Ok, this should be three posts as these were not only done on different days but in different years! But something has gone awry with my photos and I can’t find those of Hebden Bridge to Ponden Reservoir completed in 2006 and Ponden Reservoir to Gargrave completed in 2009 a bit annoying since the late great Dougal, my best friend, joined me on the first of these legs.
Day 3 Hebden Bridge to Ponden 11 miles/ 17.7km
Good job I’m a bit lame and make notes of routes so there’s a description at least. I started the route from the A646 as Dougal and I had managed to get a lift, saving us the walk from Hebden Bridge train station. Which is good, as the route rises quickly out the valley through farm fields and then drops down and back up into Colden, above Hebden Bridge centre.
As you cross the moorland and head towards Gorple Reservoir its worth considering having lunch a bit early as if its the right time of year and the Pack Horse pub is open you will fill your boots for a reasonable price. I admit its quite early into the walk for such large portions though! Nevertheless Mum, Dougal and I did manage it.

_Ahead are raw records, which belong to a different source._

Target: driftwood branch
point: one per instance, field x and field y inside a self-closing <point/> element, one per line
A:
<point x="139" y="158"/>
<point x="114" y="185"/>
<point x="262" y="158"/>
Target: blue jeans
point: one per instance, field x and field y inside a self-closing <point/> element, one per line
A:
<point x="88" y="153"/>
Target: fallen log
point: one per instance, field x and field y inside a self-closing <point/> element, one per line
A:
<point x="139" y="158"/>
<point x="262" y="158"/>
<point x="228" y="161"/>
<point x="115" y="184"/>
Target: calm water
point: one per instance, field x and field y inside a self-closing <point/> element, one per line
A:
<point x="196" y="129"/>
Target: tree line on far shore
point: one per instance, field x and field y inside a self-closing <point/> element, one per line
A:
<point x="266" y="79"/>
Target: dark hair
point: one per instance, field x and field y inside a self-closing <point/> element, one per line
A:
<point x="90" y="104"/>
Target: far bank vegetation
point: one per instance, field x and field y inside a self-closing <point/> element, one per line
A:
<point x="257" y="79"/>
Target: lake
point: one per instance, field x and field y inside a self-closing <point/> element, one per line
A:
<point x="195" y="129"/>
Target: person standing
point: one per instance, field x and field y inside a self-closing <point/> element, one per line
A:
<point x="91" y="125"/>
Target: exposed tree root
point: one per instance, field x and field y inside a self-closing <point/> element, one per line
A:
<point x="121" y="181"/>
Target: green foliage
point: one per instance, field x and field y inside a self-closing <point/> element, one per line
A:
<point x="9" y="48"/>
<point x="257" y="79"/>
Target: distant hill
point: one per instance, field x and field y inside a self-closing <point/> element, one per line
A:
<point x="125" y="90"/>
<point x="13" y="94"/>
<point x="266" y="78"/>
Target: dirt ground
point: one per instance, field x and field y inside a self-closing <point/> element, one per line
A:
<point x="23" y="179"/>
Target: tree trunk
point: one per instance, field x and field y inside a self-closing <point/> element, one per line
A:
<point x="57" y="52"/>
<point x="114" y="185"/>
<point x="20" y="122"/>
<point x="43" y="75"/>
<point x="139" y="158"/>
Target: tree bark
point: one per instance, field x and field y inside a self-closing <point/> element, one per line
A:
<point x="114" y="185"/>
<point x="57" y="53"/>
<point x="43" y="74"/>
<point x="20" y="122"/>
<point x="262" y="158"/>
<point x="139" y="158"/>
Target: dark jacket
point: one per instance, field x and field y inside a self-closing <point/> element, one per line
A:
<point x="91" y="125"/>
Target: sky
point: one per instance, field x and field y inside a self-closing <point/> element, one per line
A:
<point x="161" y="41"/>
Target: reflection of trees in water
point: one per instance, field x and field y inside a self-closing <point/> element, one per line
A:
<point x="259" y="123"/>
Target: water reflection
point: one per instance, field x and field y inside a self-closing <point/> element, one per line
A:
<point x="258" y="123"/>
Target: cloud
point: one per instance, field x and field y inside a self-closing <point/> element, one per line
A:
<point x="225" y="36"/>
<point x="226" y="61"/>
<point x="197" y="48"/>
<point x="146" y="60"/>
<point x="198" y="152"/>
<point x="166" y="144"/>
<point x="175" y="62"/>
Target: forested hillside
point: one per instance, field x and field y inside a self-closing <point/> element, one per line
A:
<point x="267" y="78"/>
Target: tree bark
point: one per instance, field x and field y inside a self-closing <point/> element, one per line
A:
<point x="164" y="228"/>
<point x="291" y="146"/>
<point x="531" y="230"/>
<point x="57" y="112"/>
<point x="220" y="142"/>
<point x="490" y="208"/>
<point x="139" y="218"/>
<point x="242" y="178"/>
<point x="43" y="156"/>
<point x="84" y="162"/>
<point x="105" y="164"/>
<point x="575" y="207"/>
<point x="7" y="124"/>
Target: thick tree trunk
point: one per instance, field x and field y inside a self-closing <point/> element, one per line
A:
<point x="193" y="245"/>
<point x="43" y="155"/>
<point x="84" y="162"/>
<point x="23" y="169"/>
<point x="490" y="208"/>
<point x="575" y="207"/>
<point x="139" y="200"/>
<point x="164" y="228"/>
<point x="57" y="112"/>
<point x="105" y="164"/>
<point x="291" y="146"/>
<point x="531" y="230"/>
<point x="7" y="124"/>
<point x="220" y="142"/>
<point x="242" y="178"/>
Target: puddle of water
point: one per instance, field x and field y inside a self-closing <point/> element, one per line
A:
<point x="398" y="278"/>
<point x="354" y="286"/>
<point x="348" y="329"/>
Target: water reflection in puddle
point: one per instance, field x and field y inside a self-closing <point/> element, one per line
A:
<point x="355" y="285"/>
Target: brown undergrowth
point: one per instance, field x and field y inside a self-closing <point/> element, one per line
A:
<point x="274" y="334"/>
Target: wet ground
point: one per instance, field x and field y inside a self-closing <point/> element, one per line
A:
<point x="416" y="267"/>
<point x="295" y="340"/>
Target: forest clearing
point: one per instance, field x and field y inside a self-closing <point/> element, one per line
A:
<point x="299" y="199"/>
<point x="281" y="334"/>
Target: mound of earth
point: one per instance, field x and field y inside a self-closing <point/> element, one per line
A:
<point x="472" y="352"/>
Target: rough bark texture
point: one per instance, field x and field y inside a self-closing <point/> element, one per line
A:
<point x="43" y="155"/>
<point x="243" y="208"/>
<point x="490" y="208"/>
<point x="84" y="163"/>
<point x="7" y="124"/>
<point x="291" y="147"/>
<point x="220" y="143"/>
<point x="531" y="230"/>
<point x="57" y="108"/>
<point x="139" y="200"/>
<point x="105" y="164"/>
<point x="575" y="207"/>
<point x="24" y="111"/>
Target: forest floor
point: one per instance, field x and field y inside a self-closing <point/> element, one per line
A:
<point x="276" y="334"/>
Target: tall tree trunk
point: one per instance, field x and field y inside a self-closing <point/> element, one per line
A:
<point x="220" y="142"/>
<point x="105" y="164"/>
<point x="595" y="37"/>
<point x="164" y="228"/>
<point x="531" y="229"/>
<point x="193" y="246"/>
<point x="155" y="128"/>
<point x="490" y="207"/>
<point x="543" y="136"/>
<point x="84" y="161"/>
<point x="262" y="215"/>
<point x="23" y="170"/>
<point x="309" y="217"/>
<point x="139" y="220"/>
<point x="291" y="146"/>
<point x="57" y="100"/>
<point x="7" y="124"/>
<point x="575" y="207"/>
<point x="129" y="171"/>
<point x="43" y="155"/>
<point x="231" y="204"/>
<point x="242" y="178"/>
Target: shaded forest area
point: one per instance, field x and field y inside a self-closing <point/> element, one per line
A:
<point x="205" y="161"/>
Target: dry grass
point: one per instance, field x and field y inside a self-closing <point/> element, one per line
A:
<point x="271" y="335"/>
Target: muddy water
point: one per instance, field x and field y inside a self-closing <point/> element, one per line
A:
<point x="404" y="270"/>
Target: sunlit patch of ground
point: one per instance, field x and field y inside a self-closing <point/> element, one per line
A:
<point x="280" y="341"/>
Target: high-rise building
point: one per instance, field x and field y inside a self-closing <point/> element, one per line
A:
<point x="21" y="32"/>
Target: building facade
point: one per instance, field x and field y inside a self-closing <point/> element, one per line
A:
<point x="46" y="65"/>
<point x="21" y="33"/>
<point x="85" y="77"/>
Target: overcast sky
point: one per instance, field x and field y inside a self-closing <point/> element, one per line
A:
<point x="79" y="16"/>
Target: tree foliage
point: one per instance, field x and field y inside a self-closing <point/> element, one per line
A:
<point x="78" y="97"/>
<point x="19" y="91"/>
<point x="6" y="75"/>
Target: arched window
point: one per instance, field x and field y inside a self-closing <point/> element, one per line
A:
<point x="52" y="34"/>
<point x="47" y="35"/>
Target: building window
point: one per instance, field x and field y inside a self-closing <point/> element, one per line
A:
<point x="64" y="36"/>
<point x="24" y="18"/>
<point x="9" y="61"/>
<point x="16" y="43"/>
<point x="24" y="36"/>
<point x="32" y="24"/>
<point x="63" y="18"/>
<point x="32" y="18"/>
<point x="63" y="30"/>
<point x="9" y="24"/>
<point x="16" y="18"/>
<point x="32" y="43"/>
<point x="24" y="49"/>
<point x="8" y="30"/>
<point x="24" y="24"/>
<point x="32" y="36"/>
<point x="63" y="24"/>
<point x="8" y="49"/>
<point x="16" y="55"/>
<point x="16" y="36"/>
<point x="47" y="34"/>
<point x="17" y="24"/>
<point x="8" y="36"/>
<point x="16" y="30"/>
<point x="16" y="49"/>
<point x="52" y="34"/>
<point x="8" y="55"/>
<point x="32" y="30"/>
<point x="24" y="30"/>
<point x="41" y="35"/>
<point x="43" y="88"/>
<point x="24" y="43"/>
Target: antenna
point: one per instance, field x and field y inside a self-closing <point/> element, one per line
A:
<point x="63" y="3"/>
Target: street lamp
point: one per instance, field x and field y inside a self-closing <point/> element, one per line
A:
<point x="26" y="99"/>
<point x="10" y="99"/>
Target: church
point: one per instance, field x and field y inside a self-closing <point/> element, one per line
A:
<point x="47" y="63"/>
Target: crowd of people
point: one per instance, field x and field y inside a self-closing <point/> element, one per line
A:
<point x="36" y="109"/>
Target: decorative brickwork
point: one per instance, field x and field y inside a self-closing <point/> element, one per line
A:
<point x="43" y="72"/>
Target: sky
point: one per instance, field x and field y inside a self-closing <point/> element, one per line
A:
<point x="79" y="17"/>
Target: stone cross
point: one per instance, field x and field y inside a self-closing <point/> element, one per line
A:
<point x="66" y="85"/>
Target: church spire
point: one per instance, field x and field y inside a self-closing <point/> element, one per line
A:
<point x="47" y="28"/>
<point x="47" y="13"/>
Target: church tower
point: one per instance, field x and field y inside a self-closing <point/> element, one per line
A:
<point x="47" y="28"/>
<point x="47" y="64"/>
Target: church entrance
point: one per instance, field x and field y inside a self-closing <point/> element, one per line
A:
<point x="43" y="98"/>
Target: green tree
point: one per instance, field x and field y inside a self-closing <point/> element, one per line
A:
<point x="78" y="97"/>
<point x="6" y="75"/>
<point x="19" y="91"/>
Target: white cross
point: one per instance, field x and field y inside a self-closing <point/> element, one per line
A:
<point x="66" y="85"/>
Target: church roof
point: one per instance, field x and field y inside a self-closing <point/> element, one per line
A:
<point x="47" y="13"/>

The walk on to Withins Heights is more grass and less heathery making the walk seem less bleak. Top Withins is a popular walk from Haworth’s Bronte museum, due to its link to the Bronte sisters, so whatever the weather you will not be alone up here.
From here you walk down to Ponden Reservoir.
Day 4 – Ponden Reservoir to Gargrave 14.4 miles/ 23 km
This section of the route I completed without Dougal in 2010 and despite the route being without much hardship, the day was certainly eventful.
I start out leaving my car at Keighley train station and getting a taxi up to Ponden, knowing full well I could get a train from Gargrave back to Keighley. Best laid plans and all that!
So being dropped at Ponden by the taxi I set off on my march over to Gargrave for the train. To be honest I’m mostly gutted I’m missing photos of this section as it wasn’t a particularly interesting bit,covering the space between the South Pennines and the start of the Yorkshire Dales. I’m not doing the area down, its certainly nice, but from the wildness of the moorland and before the prettiness of the Dales it feels like your just covering ground. To be honest its not the last time I felt like this on the Way.
So I set off on the Sunday with the intention of getting to Gargrave for the 3.45pm train, and frustratingly it wasn’t speed or determination that let me down that day but unclear footpaths between East Marton and Gargrave. I’m sure this has been improved by now, but I’m not in a rush to go and check! The villages the route passes through are very pretty but much of the walking is across farm fields.
As I crossed through the last of these looking down on Gargrave I could see my train leaving the station. I’ve never felt so disappointed! Especially when I got there and realised the next one wasn’t until 6pm! So I’m forever grateful to the couple who dropped me in Skipton that day, so I could get the train home.
Day 5 – Gargrave to Malham 18.6 miles / 29.8km
It was 2010 before I made it back to do another leg of the Pennine Way and after the escapade of transport back I managed to do this section with a lift at either end. Starting at Gargrave the route heads towards the pretty village of Airton through farm fields and by the river.
Malham Cove is a very popular spot in the spring and summer months and so the car park and campsite can often be very busy. I did this leg in March and despite it being cold with snow still on high ground it was hardly a quiet day.
Malham Cove is an impressive wall of limestone. Formerly a waterfall which flowed as the glacier above melted during the last ice age, the glacial lake of Malham tarn still exists but now the river flows underground towards Malham. The Cove is now a popular spot for climbers, but if you like to keep your feet on the ground the Pennine way follows the 400 or so steps on the left of the cove onto the limestone pavement top.
From here the Way heads on towards Malham Tarn and circles behind it.
From there the route continues northwards over the moorland to ascend Fountains Fell. Whilst you definitely gain height it is a bit of a nondescript hill top so it is great to descend, through snow in my case, towards Horton in Ribblesdale and Pen-y-Ghent.
Horton in Ribblesdale marks the last place where the Pennine way is accessible easily by public transport as this is the last time you will be close enough to a train line until you get to Dufton, near Cumbria.